Wall Street: lucro sobe 18% e some com 15 mil empregos

Os seis maiores bancos americanos — JPMorgan, Citi, Bank of America, Goldman Sachs, Morgan Stanley e Wells Fargo — somaram US$ 47 bilhões em lucro coletivo no último ciclo, alta de 18%, enquanto cortavam 15 mil postos de trabalho. O caixa engorda, o headcount encolhe e a IA virou o motor explícito dessa equação. O modelo de negócio do banking global está sendo reescrito em tempo real.

Não estamos mais falando de “otimização” ou “transformação digital”. Estamos falando de uma reconfiguração estrutural em que volume de operação cresce sem volume de gente. Para bancos brasileiros, isso é a próxima guerra — e ela já começou.

O orçamento de IA virou maior que o de muitos bancos inteiros

O JPMorgan tem orçamento de tecnologia de US$ 19,8 bilhões em 2026, com 2.000 pessoas dedicadas exclusivamente a IA e 40 mil desenvolvedores usando assistentes de código. A CIO global Lori Beer projeta US$ 2,5 bilhões em valor anual gerado por IA via eficiência e novas receitas.

Esse orçamento de TI sozinho é maior que o ativo total de muitos bancos médios brasileiros. E não é gasto — é investimento que está saindo do P&L de remuneração e voltando para o resultado via produtividade.

O Goldman Sachs e a aposta no engenheiro autônomo

O Goldman virou a primeira grande instituição financeira a desplegar o Devin, agente de engenharia de software da Cognition, para os 12 mil desenvolvedores da casa. O banco reporta ganho de produtividade de 3x a 4x — agentes gerenciando ciclos completos de software com supervisão humana mínima.

A estratégia do Goldman tem três pilares: o GS AI Assistant (10 mil funcionários), a plataforma de networking Louisa, e o desplegue de agentes autônomos de código. O CEO David Solomon já disse publicamente que o banco está “augmentando, não substituindo” — mas o headcount conta outra história.

15 mil empregos a menos, 18% mais lucro

Os seis bancos coletivamente reduziram o headcount em 15 mil pessoas no último ciclo, enquanto o lucro coletivo subiu 18%. A correlação não é causal direta — mas é desconfortavelmente próxima. As funções mais afetadas: customer service, operações de back-office, análise júnior, e tarefas de compliance repetitivo.

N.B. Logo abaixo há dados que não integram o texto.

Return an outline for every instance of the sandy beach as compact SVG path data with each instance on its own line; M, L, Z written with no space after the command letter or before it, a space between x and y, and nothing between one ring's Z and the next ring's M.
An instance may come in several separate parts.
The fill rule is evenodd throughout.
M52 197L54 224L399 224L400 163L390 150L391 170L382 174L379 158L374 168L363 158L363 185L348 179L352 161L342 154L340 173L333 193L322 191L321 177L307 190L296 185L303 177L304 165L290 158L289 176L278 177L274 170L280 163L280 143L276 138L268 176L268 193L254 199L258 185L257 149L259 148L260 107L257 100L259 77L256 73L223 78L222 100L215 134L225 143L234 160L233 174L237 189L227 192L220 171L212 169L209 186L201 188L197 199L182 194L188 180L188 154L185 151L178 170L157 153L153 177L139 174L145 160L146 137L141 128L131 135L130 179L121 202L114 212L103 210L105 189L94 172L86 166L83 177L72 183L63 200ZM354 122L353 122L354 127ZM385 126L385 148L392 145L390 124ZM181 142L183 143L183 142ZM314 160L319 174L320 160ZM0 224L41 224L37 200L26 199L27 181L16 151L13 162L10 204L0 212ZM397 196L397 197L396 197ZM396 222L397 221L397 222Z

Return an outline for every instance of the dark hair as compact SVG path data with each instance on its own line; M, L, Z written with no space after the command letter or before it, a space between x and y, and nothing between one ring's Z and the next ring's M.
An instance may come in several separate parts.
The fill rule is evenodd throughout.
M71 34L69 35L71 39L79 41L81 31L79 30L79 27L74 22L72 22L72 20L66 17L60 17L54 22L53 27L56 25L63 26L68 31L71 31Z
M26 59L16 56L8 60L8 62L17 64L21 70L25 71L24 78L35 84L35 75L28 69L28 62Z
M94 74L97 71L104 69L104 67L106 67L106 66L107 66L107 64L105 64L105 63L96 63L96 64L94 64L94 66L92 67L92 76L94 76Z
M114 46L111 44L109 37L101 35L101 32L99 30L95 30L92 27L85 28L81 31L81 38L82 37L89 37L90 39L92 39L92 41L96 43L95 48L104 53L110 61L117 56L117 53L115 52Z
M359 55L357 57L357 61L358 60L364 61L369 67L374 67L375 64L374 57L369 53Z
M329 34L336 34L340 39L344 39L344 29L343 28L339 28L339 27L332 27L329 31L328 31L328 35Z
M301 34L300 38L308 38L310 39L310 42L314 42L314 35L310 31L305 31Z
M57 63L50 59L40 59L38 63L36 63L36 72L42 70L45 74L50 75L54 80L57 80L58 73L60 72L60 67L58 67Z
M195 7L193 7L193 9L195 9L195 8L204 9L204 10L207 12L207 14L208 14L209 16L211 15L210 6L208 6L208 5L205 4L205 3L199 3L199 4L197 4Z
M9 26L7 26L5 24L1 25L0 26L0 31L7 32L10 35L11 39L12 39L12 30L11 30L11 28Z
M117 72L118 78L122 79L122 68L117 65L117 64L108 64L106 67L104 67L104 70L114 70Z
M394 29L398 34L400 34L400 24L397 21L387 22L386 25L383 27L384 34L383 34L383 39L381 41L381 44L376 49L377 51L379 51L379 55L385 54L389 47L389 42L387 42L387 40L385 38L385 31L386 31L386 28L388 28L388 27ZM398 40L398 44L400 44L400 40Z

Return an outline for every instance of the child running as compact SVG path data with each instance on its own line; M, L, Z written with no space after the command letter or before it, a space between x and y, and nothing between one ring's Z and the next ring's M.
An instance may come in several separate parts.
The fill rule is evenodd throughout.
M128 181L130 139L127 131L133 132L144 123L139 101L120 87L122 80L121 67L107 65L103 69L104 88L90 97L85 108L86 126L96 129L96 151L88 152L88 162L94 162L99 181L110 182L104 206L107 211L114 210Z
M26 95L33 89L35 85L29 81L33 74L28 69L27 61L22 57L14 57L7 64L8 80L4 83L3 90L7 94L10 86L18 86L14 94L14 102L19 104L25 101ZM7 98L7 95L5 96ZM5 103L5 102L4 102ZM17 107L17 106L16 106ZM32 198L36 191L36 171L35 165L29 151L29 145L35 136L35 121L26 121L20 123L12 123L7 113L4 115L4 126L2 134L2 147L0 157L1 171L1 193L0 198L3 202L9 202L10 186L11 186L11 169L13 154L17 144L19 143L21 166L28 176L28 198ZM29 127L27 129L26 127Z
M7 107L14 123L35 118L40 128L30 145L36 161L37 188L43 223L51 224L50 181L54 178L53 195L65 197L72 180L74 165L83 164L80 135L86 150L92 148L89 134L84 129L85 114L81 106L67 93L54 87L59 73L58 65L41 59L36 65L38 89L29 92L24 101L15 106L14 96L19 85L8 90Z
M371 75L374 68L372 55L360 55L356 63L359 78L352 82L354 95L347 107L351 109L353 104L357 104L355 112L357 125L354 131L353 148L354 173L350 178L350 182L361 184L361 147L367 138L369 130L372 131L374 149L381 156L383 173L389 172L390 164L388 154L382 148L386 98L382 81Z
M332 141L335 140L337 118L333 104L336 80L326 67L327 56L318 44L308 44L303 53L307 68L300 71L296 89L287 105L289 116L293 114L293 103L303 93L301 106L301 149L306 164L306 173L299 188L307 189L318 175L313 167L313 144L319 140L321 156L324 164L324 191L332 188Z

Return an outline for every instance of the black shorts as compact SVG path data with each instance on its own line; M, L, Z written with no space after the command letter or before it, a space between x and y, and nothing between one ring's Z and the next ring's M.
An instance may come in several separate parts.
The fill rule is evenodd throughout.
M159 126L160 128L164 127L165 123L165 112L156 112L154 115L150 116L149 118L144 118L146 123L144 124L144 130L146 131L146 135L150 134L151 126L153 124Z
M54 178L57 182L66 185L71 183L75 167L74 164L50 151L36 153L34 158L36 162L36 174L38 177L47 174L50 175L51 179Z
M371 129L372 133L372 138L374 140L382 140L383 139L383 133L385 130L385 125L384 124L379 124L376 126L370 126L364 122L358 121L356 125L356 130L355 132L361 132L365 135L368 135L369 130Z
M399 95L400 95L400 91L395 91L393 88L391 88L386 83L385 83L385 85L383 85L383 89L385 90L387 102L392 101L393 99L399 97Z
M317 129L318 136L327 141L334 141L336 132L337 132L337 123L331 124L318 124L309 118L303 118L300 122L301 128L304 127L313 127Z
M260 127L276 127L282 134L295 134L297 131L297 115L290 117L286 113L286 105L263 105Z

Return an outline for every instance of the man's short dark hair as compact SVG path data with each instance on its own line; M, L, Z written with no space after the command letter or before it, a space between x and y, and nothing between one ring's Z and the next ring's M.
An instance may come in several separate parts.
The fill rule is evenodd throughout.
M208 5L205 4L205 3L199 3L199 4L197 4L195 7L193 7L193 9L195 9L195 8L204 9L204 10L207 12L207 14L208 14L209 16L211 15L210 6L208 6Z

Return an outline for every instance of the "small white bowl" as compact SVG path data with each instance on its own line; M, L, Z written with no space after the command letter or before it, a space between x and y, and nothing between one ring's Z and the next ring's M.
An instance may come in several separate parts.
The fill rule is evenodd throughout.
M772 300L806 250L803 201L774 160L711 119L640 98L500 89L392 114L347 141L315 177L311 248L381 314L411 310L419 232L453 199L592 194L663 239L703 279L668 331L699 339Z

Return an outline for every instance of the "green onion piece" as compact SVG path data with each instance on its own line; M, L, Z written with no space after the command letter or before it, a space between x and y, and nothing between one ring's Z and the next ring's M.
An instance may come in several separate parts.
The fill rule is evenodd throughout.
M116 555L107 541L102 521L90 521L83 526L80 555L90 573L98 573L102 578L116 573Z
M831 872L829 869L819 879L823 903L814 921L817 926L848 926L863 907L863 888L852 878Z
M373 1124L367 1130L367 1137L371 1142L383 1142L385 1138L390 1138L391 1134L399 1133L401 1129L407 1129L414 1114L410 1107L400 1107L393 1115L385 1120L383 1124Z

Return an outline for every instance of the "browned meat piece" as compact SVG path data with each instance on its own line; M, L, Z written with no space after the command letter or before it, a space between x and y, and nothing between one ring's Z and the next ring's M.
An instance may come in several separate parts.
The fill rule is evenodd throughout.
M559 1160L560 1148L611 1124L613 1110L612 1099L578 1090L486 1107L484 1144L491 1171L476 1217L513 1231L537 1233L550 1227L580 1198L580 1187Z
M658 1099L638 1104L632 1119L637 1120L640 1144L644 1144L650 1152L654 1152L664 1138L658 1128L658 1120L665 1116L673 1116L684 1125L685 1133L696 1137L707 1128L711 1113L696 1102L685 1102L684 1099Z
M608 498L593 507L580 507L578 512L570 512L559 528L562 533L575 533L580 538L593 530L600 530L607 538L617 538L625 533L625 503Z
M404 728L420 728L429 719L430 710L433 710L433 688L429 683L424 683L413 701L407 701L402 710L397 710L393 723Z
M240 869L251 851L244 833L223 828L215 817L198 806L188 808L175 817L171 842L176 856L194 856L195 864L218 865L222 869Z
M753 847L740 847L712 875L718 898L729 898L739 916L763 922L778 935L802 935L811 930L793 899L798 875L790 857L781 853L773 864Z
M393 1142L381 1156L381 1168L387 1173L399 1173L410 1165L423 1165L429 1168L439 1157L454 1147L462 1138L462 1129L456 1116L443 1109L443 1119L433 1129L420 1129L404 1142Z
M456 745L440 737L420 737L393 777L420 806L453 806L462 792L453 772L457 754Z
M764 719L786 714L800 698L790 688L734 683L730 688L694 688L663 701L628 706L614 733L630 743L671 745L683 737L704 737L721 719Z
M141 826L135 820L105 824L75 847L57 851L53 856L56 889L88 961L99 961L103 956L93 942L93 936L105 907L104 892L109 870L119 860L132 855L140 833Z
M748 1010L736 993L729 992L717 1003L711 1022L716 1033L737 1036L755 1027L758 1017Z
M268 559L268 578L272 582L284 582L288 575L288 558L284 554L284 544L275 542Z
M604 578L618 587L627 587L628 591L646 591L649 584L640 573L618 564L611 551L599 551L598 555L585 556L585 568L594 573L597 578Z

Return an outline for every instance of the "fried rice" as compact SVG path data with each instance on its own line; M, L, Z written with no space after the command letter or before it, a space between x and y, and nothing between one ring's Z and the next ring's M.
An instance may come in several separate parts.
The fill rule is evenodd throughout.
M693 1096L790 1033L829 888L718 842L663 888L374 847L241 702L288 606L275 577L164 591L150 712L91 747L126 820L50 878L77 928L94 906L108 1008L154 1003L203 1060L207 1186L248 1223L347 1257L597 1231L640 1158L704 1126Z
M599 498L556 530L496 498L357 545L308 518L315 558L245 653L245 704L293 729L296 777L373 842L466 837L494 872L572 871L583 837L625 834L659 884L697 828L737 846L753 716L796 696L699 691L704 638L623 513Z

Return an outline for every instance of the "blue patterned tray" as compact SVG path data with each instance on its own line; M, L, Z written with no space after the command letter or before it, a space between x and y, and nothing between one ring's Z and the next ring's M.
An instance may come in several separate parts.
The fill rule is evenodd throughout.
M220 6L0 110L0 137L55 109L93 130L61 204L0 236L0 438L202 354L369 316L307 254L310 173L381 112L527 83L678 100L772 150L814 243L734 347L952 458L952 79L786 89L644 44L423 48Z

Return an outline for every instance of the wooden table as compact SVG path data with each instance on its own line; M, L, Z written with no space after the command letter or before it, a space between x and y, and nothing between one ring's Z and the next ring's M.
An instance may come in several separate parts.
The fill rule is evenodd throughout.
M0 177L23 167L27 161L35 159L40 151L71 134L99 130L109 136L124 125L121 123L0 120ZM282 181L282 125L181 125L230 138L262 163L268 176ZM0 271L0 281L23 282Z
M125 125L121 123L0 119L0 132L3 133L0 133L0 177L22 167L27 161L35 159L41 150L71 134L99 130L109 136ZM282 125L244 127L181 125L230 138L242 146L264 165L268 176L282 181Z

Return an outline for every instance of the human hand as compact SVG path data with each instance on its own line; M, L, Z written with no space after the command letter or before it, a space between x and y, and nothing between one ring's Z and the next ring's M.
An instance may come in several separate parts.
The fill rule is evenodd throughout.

O caso mais emblemático é o do Salesforce, que cortou de 9 mil para 5 mil os times de suporte. Marc Benioff foi direto: “I need less heads.” A frase virou meme — e símbolo de que a era da expansão de quadro acabou, pelo menos para funções automatizáveis.

O que essa equação significa para o banking brasileiro

Itaú, Bradesco, Santander e Banco do Brasil têm headcount conjunto na casa das 300 mil pessoas. A pergunta direta: quantas dessas funções sobrevivem a um ciclo de cinco anos com IA agêntica madura?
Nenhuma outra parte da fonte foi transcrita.